Run MapReduce jobs on Hadoop or Amazon Web Services
http://packages.python.org/mrjob/
Other
2.61k stars 587 forks source link

Number of mappers on a single-node cluster #905

Closed andr0s closed 9 years ago

andr0s commented 10 years ago

Using Cloudera Manager 5 with Yarn 2 and a powerful instance from Digital Ocean with 12 cores. This is a simple 1-node cluster. But it should work relatively fast because it has a lot of RAM and CPUs and SSD.

Executing job like that: python script.py -r hadoop --jobconf mapred.map.tasks=10 input_file.gz > output_file.

After the source file (a big gzip archive created by cat "somefile" | gzip -c > input_file.gz) has been pushed into DFS, I see that the server load is still really low, and cores are doing nothing. I see only 1 python process there, in htop, running my script with --step-num 0 --mapper arguments.

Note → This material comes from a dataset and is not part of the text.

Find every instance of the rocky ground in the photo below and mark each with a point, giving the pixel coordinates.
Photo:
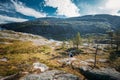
(52, 65)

Isn't that extremely inefficient? How to, finally, run many mappers on 1 node?

andr0s commented 10 years ago

Update. I have tried with a plain-text source file instead of GZIP one. Same thing - only one mapper running =(

tarnfeld commented 10 years ago

This is due to the gzip compression format not being splittable. The format does not allow you to seek to an arbitrary byte offset and start reading/decompressing - unfortunately - and this is exactly what Hadoop needs.

If you want to use a compression format that does support splitting, check out Snappy or LZO. If you use LZO you'll need to use the custom input format provided by that library, as well as index the files so Hadoop knows where it's able to split.

coyotemarin commented 9 years ago

Huh, how big is your file? Hadoop may have decided it's not worth the trouble to split it, and it'd rather leave those mappers/reducers ready for the next job.

I believe there's s jobconf that allows you to reduce the split size.